While these metrics don’t show how many people know the brand, they do show how many people are talking about it, which can be a good way to measure the ongoing impact of your brand awareness efforts.
6. Testimonials and reviews
Testimonials and reviews are also known as 'word-of-mouth marketing'. Every business should encourage reviews and testimonials - they can make or break your sales when a potential customer searches for your brand online. And, of course, these are also worth measuring.
Using tools like Reputology or ReviewTrackers, you can find your brand’s reviews, collect them in one place, and measure their growth every month. You should also analyze them by sentiment in order to measure positive and negative reviews separately.
7. Cost of customer acquisition (CAC)
Cost of customer acquisition looks at how much it costs, on average, to convert a lead into a customer. It’s another metric, in addition to ROMI, that can help you avoid wasting money on marketing campaigns which simply don’t deliver.
CAC is calculated with the formula:
Amount spent on lead generation / Number of new customers as a result of lead generation = Cost of customer acquisition
Just like with ROMI, you shouldn’t rely on it alone and overestimate the metric, as there are a number of caveats. For example, a company may have invested in early-stage SEO, and as such, can’t expect to see measurable results for some time.
8. Customer lifetime value (CLV)
Customer lifetime value shows how much revenue each customer brings to your business, not just with every purchase, but throughout your whole relationship. CLV shows how many customers you need to break even, and to make profit.

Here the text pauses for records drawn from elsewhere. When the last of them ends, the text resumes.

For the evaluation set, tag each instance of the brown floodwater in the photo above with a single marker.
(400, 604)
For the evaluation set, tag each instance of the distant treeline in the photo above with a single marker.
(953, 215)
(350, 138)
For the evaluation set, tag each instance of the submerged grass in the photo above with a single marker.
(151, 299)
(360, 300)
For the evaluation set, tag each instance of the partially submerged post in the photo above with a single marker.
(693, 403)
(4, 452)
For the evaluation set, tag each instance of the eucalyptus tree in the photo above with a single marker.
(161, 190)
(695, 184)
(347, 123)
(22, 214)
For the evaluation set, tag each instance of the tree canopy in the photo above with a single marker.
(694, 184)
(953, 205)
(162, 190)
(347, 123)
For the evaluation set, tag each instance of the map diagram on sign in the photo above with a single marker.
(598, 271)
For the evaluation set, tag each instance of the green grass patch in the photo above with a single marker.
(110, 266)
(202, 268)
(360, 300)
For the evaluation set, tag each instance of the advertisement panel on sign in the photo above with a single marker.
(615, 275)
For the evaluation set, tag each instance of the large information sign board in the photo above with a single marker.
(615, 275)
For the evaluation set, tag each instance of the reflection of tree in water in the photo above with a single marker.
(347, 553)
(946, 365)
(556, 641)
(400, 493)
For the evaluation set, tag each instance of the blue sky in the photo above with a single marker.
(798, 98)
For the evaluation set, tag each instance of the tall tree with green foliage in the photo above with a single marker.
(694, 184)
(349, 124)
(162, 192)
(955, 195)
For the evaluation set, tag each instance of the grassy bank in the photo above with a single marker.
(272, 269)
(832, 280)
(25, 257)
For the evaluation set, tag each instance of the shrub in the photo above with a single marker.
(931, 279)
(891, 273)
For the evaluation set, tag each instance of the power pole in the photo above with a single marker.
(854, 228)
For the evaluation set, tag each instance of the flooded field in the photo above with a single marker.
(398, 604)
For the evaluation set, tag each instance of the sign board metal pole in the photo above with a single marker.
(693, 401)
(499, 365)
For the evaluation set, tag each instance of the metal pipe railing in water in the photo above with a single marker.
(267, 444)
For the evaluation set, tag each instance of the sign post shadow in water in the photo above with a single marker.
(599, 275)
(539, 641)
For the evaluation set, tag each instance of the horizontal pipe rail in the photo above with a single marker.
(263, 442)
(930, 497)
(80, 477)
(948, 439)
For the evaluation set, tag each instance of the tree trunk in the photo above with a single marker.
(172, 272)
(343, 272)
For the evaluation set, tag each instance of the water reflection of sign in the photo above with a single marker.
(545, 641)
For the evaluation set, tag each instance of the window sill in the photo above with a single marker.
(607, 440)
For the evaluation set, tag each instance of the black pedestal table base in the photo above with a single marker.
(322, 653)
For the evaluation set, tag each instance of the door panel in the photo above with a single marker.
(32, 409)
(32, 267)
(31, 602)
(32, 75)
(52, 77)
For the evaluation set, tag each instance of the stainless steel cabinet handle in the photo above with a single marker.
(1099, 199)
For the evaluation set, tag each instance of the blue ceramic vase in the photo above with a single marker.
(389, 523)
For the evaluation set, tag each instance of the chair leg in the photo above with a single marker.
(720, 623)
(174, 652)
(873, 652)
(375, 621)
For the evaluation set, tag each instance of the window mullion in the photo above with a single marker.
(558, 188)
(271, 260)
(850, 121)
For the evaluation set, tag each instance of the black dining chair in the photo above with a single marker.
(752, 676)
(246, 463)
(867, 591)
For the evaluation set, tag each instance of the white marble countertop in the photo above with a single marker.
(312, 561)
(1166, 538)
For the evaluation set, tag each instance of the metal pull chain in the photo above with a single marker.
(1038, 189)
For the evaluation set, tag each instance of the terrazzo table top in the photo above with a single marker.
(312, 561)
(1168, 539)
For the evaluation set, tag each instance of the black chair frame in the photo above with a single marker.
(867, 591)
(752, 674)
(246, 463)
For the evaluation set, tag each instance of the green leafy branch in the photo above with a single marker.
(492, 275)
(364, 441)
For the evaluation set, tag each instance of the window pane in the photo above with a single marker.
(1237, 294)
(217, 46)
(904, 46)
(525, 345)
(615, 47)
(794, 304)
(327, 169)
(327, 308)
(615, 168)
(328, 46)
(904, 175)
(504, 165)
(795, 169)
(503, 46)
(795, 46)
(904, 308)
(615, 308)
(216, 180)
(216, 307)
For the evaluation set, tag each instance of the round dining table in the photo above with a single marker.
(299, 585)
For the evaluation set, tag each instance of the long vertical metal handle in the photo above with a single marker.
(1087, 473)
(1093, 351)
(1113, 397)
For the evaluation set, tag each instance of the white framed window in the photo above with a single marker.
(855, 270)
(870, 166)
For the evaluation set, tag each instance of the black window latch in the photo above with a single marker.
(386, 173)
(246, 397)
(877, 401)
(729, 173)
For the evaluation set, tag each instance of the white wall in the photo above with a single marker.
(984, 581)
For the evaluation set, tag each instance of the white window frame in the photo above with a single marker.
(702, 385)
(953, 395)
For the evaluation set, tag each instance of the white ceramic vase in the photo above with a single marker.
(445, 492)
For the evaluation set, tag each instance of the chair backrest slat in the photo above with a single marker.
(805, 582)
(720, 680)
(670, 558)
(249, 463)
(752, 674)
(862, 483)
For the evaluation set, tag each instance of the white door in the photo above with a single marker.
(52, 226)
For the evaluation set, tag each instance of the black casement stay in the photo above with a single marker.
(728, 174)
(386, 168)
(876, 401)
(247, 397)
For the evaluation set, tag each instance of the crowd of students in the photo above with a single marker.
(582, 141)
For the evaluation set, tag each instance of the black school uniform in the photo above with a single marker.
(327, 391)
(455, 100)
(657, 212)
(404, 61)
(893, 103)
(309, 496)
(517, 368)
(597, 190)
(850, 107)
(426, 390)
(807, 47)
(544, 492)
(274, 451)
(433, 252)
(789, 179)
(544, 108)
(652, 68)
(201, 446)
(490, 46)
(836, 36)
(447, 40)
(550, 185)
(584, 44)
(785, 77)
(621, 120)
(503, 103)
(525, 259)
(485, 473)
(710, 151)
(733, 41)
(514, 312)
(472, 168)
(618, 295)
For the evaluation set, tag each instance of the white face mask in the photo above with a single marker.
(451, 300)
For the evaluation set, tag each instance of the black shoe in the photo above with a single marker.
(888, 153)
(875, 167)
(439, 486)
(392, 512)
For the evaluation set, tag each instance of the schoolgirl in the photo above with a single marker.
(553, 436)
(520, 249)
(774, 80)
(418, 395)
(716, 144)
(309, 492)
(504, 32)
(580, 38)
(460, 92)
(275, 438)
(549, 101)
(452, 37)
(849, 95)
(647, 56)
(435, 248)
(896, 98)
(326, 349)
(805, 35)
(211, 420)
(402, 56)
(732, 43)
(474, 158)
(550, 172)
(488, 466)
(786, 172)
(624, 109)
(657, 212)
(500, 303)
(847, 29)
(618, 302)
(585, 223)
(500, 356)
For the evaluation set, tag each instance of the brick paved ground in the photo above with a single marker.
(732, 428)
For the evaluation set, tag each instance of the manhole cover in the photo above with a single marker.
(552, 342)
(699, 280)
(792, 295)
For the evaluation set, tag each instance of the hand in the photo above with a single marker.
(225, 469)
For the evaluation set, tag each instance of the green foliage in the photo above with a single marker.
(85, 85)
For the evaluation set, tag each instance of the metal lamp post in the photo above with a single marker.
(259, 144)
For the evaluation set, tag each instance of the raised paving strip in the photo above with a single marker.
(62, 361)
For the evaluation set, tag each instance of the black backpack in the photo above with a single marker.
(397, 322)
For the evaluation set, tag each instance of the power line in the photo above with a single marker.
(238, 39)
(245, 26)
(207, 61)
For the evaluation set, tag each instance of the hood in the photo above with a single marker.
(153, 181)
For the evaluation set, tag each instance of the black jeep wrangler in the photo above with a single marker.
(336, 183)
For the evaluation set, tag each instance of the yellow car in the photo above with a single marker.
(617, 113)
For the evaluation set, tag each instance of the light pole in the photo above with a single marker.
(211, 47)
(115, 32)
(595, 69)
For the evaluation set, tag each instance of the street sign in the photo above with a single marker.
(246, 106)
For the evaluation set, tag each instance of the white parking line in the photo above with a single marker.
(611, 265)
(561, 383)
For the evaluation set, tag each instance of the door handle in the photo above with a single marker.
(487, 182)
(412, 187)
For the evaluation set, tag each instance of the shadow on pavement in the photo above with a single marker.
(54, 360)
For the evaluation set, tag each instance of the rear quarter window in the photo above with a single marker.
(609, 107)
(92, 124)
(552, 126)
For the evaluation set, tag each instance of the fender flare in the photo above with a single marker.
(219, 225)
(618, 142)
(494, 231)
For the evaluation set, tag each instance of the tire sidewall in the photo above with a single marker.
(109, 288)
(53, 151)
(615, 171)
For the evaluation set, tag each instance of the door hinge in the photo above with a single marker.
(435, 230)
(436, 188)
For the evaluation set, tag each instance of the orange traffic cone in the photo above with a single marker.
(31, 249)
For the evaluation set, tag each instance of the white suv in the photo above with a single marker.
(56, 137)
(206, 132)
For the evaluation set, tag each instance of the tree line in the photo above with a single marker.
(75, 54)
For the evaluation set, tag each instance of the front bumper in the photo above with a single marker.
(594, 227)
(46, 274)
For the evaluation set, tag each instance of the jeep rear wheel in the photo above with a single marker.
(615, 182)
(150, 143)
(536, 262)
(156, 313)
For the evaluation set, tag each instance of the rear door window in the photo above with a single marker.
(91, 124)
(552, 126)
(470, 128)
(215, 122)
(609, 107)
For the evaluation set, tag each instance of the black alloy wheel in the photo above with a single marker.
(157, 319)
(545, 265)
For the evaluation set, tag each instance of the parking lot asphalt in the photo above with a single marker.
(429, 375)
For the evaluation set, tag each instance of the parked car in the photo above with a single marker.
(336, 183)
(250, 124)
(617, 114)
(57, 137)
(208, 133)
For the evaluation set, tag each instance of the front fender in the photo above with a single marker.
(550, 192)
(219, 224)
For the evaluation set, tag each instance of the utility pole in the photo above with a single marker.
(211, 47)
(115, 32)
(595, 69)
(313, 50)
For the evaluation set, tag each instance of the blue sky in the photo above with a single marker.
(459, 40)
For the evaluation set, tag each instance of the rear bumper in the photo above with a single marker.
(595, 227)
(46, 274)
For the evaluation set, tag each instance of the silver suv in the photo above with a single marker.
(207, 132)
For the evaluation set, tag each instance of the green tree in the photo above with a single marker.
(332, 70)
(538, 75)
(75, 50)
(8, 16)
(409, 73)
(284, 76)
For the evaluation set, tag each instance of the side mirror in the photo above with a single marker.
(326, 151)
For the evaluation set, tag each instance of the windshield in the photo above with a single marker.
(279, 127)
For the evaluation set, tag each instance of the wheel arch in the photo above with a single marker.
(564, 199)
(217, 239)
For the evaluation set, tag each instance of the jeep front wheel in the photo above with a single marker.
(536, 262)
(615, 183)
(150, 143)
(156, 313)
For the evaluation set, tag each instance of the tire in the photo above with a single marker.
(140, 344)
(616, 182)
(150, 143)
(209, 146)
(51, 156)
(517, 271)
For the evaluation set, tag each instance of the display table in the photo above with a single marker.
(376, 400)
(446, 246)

Increasing customer lifetime value is important, as it's usually cheaper to keep an existing customer than it is to convert a new one.
The simplest formula to measure CLV is the following:
Customer revenue per year x Duration of the relationship in years - Total costs of acquiring and serving the customer = SLV
This is a fairly basic measure, but it can provide valuable insight to help keep your effortss on the right track.
Is that all?
These are the metrics that I consider important in 2020, however there are many more you can focus on.
Marketing is multifaceted, and everything from SEO to email open rates requires attention. Just make sure you spend at least the same amount of time marketing as you do measuring, because the latter will help you formulate more effective, adaptive strategies over time.